Fizeste uma boa crítica, e creio que tu tenha apontado possíveis erros nas minhas concepções, gostaria apenas de especificar algumas coisas:
A palavra “cético” a qual usei não refere-se ao seu sentido mais puro helênico (e um tanto utópico)e sim aos descrentes por indignação cegados por sua “terrível fúria contra os fiéis”, bom, mas o duvidar persiste, ou temos nós certezas absolutas? creio que não, talvez porque nós seres humanos tenhamos diferentes universos e quando tentamos especificá-lo, os ouvintes ou apresentam-se contra, e assim, decrentes, ou concordam e atribuem algo mais adaptável à suas concepções. Que contradição hein, isso pode ser uma verdade, qual? a de que não existe verdade absoluta e universal.
Não entendi seu exemplo sobre “há assuntos que são fáceis de se refutar mas difíceis de serem apontados sob outra forma”, bem o que eu quis dizer é que nenhuma teoria é sempre aceita, na minha subjetividade posso refutar tudo ou quase tudo, o problema é que nem todos compartilham da mesma visão…
Compartilho com o teu apontamento sobre o suposto “conhecimento” e a “racionalidade”, fazendo ainda a objeção de que estas palavras estão cada vez mais difundidas na ciência e se ndo usadas de uma forma equivocada, pois não são mais palavras filosóficas e sim pragmáticas.
“O sagrado faz falta”, pois é, e porque? porque o sagrado é sempre metafísico, e nunca está somente em nós mesmos e por isso “somos todos bichos irracionais”
Be on peaceMiguel (admin)MestreÉ Brigitte, parece ou que se existe deus ele é indiferente a nós ou ele realmente não existe e é uma invenção humana para transferir os problemas e ter um ponto de apoio, o homem dá tanta ênfase ao aspecto divino que se esquece da sua própria força, que é também a força da natureza (que não lembra do super-homem nietzschiano?). Nós realmente não sabemos o patamar que podemos alcançar com a nossa força, composta por razão, sentimento(positivos e negativos) e sentidos, não é de hoje que muitos pensadores vêem a fé como algo que empobrece a humanidade e lhe tira as forças, forças estas que são ocupadas pelos dogmas errôneos e postulados perante a vida humana. Se me permite uma crítica Brigitte, esse negócio de Lúcifer me soa também muito ignorante o que ele representa? o mal? se for o mal então já não é mais mal pois o mal(dor) é positivo pois é através dele que sentimos a vida, parecendo ele ser o oposto de algo positivo que na verdade é o neutro, com respeito você realmente leva a sério esse negócio de satã?

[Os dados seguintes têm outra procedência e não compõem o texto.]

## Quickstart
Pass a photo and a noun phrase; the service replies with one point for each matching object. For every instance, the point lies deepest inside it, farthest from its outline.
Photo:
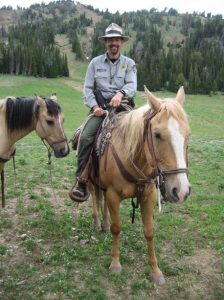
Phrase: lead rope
(49, 154)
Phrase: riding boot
(79, 192)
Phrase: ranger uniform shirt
(109, 78)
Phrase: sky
(214, 7)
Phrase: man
(114, 76)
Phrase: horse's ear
(153, 101)
(180, 97)
(54, 97)
(40, 101)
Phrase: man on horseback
(110, 78)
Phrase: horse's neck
(8, 140)
(139, 159)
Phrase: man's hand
(98, 111)
(116, 100)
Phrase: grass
(48, 248)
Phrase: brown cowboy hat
(113, 30)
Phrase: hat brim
(104, 37)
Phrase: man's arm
(88, 90)
(130, 86)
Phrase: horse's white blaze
(177, 141)
(61, 126)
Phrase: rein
(4, 160)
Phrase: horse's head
(49, 125)
(170, 132)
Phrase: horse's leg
(106, 220)
(147, 208)
(113, 202)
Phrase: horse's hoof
(115, 269)
(105, 227)
(158, 279)
(97, 226)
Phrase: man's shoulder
(127, 59)
(99, 58)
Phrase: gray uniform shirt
(109, 78)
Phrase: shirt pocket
(120, 78)
(102, 80)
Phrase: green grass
(48, 248)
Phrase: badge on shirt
(134, 69)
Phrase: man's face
(113, 45)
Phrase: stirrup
(79, 196)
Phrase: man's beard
(114, 49)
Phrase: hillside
(177, 49)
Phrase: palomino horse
(19, 116)
(147, 142)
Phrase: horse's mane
(131, 125)
(20, 112)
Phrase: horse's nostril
(189, 191)
(174, 192)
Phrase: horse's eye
(157, 135)
(50, 122)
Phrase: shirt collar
(107, 59)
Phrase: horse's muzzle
(177, 191)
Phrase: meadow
(48, 248)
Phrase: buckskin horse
(147, 143)
(19, 116)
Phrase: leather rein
(158, 175)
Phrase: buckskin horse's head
(170, 133)
(49, 125)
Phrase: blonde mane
(131, 125)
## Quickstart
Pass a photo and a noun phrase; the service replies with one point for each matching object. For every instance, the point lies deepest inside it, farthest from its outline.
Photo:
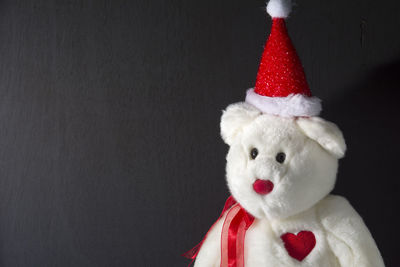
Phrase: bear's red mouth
(263, 187)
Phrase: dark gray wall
(110, 152)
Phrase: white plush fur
(294, 105)
(279, 8)
(326, 133)
(300, 199)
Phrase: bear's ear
(234, 118)
(326, 133)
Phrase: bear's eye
(280, 157)
(253, 153)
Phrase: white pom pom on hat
(281, 86)
(279, 8)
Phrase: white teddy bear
(281, 168)
(296, 159)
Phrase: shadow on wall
(369, 114)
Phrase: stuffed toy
(281, 167)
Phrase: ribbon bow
(236, 223)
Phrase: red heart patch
(300, 245)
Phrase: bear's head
(276, 166)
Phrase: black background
(110, 152)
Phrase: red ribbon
(236, 223)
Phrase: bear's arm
(347, 235)
(210, 251)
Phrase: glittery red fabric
(300, 245)
(280, 73)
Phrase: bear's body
(341, 238)
(281, 168)
(332, 234)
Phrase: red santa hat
(281, 86)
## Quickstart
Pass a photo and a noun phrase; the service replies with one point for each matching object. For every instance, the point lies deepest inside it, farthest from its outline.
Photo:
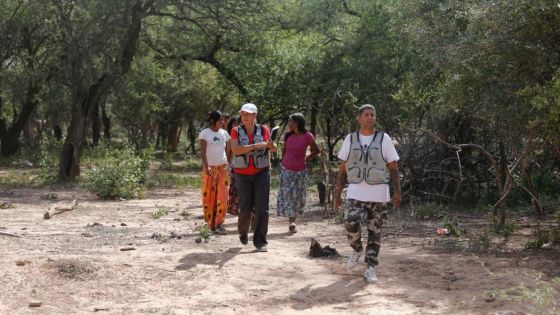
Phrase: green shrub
(504, 230)
(481, 244)
(541, 239)
(49, 159)
(429, 211)
(121, 174)
(453, 227)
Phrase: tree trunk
(173, 137)
(57, 132)
(72, 148)
(162, 131)
(313, 122)
(85, 97)
(95, 125)
(10, 137)
(106, 123)
(192, 137)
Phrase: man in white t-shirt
(367, 160)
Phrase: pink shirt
(295, 148)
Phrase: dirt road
(73, 264)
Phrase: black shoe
(244, 239)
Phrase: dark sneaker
(293, 228)
(220, 230)
(244, 239)
(370, 275)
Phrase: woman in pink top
(293, 177)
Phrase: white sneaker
(354, 259)
(370, 275)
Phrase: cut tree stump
(58, 210)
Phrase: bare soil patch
(74, 264)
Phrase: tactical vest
(367, 162)
(261, 157)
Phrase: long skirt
(292, 193)
(233, 201)
(215, 191)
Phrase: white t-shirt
(364, 191)
(215, 145)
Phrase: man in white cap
(251, 146)
(368, 160)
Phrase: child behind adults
(293, 176)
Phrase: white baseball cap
(249, 108)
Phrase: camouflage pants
(372, 215)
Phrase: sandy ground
(74, 267)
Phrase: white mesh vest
(261, 158)
(365, 161)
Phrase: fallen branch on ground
(9, 234)
(58, 210)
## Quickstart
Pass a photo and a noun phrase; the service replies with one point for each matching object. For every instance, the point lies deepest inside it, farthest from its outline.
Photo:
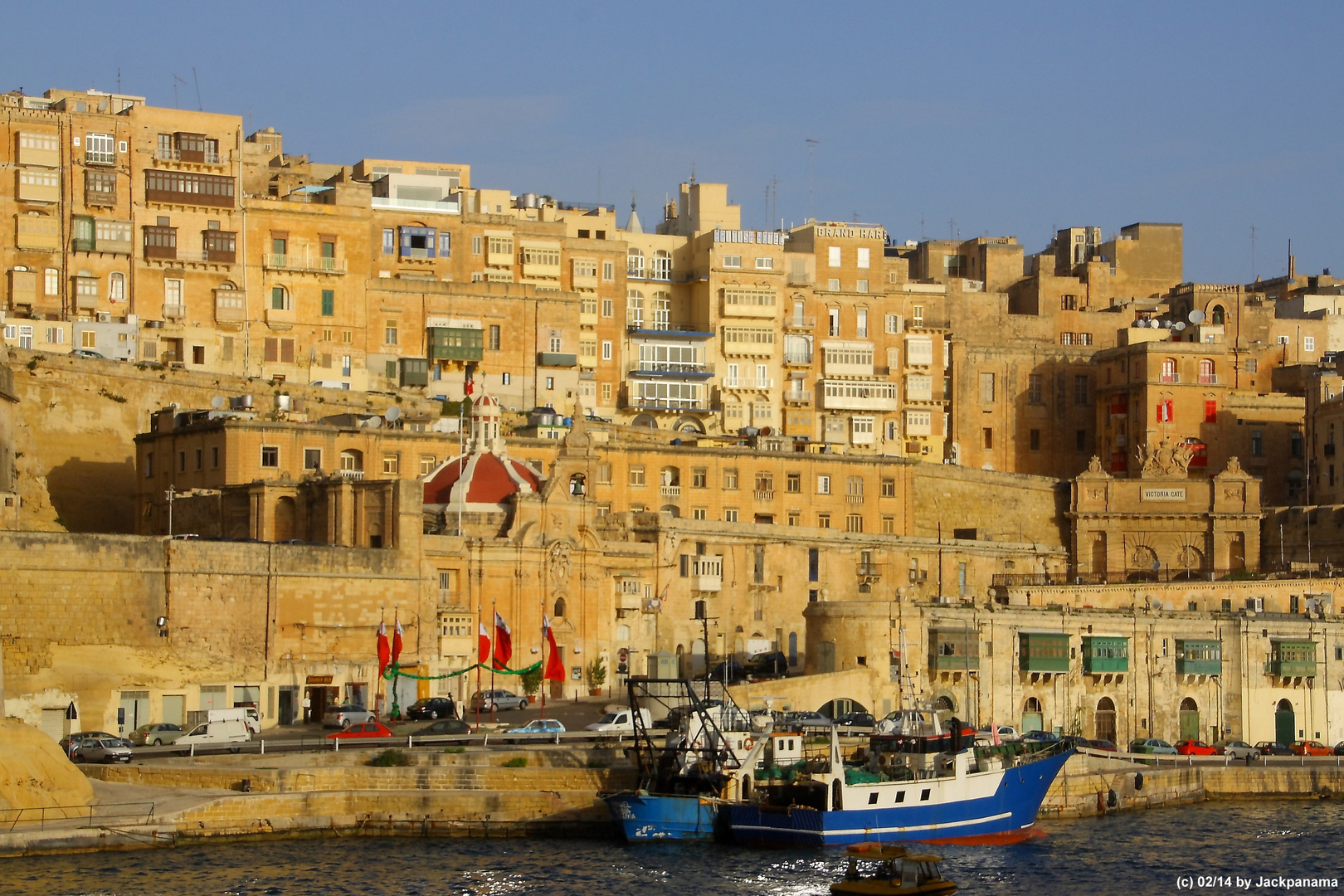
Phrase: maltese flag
(503, 642)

Miguel (admin)MestreComo é bom filosofar numa cama quentinha, com a barriguinha cheia, né ? Será que é graças a Deus ? Cadê o deus dos milhões de africanos morrendo de AIDS e tuberculose, de inanição, mutilados, ainda bebês ? Alguns espiritualistas vão falar de Karma, claro, uma bela sacada para explicar a tragédia humana deles; ou então, vão falar do Livre Arbítrio deles para mudar sua situação, justificando a impotência do deus onipotente, porque estamos acostumados com a gama de oportunidades que temos em nossas vidas em nosso rico país. Tentemos pregar a existência do deus cristão, justo, misericordioso e amoroso (piada né ?) para os nossos irmãos africanos. Será fácil para nós ? Parecerá lógico para eles ? É lógico para nós que eles paguem por nossos pecados, mas, vivamos no lugar deles, de verdade, sem hipóteses e hipocrisias. Usar Indução Matemática, Estatística ou Física não prova a existência de um ou mais deuses. Ainda que se prove a existência do Espírito, não implicará na existência compulsória de deuses. Se quisermos chamar a força criadora e organizadora do Universo de Deus, podemos fazê-lo, assim como chamo meus cães de Lúcifer e Satã, e o cocô deles de Jeová e Alah.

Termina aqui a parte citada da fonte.